Es geht also um die Frage, was „Literatur“ ausmacht, welcher Begriff von
Literatur Gegenstand der Jurybewertung ist. Dies lässt sich nur aushandeln,
wenn auch über die Texte selbst gesprochen wird, wenn über sie gestritten
wird – öffentlich. Formate wie der Deutsche Buchpreis werden dieser
Aushandlung nicht gerecht, sie verhindern sie sogar.
Die Entscheidungen von Jurys in der Buchbranche bleiben meist im
Verborgenen – zwar wird das Siegerbuch gelobt, erklärt, warum es großartig
sei, wieso es andere Texte jedoch im Gegensatz nicht geschafft haben,
darüber kann nur spekuliert werden. Es führt zu Unmut, gekränkten Egos,
Munkeln über Verschwörungen, aber auch zu berechtigter Kritik an Preisen
und deren Vergabemodalitäten.
Autor*innen, die für die Shortlist nominiert sind, sitzen im Publikum,
kurz vor Bekanntgabe des Siegertitels werden die Kameraleute nervös, jedes
Zucken, jede Aufregung, Enttäuschung oder Freude soll eingefangen werden,
damit im Nachhinein darüber gesprochen werden kann.

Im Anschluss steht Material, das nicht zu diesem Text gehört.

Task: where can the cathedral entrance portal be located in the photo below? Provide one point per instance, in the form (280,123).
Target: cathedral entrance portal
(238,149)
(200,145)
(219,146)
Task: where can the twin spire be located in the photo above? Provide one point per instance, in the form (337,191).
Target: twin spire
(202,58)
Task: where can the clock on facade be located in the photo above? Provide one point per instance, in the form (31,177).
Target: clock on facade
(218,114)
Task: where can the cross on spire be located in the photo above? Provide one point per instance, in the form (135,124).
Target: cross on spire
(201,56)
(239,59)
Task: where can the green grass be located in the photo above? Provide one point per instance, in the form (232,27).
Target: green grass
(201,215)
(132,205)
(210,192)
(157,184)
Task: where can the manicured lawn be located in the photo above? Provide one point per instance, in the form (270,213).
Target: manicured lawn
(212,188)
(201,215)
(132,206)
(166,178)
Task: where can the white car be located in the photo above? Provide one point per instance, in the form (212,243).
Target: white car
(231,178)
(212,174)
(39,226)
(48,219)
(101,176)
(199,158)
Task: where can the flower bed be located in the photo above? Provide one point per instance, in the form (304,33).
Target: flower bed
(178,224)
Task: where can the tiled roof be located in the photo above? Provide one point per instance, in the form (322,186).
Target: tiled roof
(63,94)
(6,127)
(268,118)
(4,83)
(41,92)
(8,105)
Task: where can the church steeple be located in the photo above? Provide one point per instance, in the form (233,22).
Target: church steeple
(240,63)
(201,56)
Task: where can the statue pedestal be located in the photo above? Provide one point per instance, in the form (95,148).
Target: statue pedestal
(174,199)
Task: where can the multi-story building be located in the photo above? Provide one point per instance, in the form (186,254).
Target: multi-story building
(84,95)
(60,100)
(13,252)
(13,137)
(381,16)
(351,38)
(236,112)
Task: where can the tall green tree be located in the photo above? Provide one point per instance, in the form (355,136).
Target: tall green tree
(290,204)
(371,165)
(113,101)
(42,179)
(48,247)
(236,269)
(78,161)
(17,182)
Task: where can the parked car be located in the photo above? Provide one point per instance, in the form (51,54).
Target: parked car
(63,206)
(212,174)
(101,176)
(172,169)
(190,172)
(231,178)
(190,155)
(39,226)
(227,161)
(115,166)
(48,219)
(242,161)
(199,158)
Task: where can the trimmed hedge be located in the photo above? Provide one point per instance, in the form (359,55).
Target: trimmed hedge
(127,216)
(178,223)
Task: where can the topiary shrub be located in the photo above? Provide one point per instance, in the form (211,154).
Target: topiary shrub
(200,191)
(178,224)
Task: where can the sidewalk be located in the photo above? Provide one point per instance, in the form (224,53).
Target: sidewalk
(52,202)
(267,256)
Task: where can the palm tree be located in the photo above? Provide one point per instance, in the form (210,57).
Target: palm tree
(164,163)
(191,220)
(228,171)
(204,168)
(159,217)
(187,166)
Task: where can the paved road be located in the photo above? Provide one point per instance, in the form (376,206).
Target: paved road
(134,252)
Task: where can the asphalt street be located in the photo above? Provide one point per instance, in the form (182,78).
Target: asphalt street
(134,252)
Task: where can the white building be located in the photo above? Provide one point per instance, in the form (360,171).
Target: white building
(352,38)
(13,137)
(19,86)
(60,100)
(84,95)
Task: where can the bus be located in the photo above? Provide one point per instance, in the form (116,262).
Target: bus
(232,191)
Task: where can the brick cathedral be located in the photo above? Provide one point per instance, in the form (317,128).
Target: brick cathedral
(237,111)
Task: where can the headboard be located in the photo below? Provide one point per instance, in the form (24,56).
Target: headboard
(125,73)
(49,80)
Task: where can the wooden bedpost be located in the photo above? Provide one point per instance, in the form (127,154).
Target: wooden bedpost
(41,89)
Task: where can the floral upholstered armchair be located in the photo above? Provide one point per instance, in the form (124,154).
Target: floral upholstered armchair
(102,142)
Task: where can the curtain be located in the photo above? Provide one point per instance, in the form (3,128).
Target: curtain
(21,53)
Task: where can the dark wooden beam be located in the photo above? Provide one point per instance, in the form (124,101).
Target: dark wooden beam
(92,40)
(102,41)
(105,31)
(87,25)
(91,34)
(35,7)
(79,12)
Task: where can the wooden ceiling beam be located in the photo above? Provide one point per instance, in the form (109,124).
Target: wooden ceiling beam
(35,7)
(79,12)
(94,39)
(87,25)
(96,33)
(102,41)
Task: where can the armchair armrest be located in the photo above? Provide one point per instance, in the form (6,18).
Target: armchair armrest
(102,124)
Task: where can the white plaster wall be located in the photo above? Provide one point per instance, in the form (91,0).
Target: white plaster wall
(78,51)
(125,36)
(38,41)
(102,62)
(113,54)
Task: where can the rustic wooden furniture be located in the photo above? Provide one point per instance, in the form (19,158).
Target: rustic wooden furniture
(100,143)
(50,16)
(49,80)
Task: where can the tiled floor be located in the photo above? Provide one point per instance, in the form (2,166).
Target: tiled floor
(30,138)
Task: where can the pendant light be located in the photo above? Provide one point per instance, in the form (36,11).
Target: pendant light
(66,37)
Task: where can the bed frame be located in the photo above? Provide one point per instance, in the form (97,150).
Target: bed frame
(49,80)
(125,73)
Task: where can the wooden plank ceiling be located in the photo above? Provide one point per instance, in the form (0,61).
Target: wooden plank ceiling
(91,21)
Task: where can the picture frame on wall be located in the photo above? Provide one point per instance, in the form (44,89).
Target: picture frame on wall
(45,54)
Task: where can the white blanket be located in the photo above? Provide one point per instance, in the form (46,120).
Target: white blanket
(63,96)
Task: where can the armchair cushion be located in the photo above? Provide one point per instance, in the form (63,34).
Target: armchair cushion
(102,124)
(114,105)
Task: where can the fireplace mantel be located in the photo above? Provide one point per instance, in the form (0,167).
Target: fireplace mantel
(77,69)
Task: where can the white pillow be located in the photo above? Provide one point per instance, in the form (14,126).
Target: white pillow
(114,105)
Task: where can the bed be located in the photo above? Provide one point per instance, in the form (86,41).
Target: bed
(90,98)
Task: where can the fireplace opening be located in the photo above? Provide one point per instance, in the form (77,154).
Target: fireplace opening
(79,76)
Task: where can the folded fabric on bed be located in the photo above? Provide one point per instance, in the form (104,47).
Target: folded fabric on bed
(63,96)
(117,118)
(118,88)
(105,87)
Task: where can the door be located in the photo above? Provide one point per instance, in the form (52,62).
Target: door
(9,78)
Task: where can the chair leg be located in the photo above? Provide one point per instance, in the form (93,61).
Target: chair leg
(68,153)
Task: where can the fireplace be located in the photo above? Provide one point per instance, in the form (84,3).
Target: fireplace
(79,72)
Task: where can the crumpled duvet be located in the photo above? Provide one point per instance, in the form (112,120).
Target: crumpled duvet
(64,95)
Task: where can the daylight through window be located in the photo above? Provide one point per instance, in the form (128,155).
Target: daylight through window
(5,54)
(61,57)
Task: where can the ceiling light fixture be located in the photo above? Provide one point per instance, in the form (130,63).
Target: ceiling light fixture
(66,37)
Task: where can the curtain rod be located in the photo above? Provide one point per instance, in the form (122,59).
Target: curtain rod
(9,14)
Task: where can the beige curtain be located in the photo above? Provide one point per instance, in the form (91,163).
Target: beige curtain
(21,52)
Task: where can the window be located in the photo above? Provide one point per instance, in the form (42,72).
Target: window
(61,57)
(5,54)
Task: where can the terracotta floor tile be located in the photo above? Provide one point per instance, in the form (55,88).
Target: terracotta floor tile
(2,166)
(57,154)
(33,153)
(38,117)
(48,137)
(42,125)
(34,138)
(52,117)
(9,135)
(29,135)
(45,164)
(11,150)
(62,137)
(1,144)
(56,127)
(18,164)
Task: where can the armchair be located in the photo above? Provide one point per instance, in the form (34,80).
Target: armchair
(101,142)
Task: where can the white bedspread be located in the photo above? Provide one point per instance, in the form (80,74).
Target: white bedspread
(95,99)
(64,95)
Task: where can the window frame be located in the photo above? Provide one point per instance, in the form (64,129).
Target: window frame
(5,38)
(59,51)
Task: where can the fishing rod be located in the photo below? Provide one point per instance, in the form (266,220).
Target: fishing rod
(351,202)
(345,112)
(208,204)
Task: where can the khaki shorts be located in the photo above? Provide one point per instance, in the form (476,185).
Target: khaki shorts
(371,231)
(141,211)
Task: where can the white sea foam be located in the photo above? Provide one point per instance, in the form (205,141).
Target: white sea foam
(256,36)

## Zusammensetzung der Jury
Ein Blick auf die [1][Zusammensetzung der jeweiligen Jurys] lässt vermuten,
dass es bei der Frage nach dem „besten“ Buch durchaus auch zu
Streitigkeiten kommen kann: Sie setzt sich zusammen aus Literaturkritik,
Wissenschaft, Buchvermittlung und Handel. Beste Voraussetzungen also, wenn
es darum geht, sich nicht einig zu sein.
Nichts wäre spannender, als zu sehen, wie überhaupt Vergabekriterien, wie
ein gemeinsamer Literaturbegriff ausgehandelt wird, auf dessen Basis dann
über die Texte gestritten wird. Wie kann es sein, dass ein Text
ausgezeichnet wird, aber niemand darüber spricht, welche Kriterien angelegt
werden, welche Argumente ausgetauscht wurden?
Sollten wir Social Media als Ort des Sprechens über Literatur also eine
Chance geben? Könnte es sich um ein progressives Gegenstück zu vermeintlich
verstaubten Formaten wie dem Deutschen Buchpreis handeln, das frei von
gesellschaftlichen Machtstrukturen und Kanon „authentische“ Gespräche über
Literatur zulässt, die öffentlich geführt werden?
Viele Schriftsteller*innen sind sehr aktiv auf Social Media, teilen
intime Momente, betreiben Selbstvermarktung, kommentieren politisches
Weltgeschehen – dabei geht es selten um die Literatur selbst. Das ist ihr
gutes Recht. Allerdings werden mitunter Kolleg*innen beleidigt und
diskreditiert: Der Autor Behzad Karim Kahni schrieb zu Herta Müllers Essay
„Ich kann mir die Welt ohne Israel nicht vorstellen“, dass ihr Gehirn wohl
schon in Rente sei und „F*** her anyway. Ist in paar Jahren eh tot“.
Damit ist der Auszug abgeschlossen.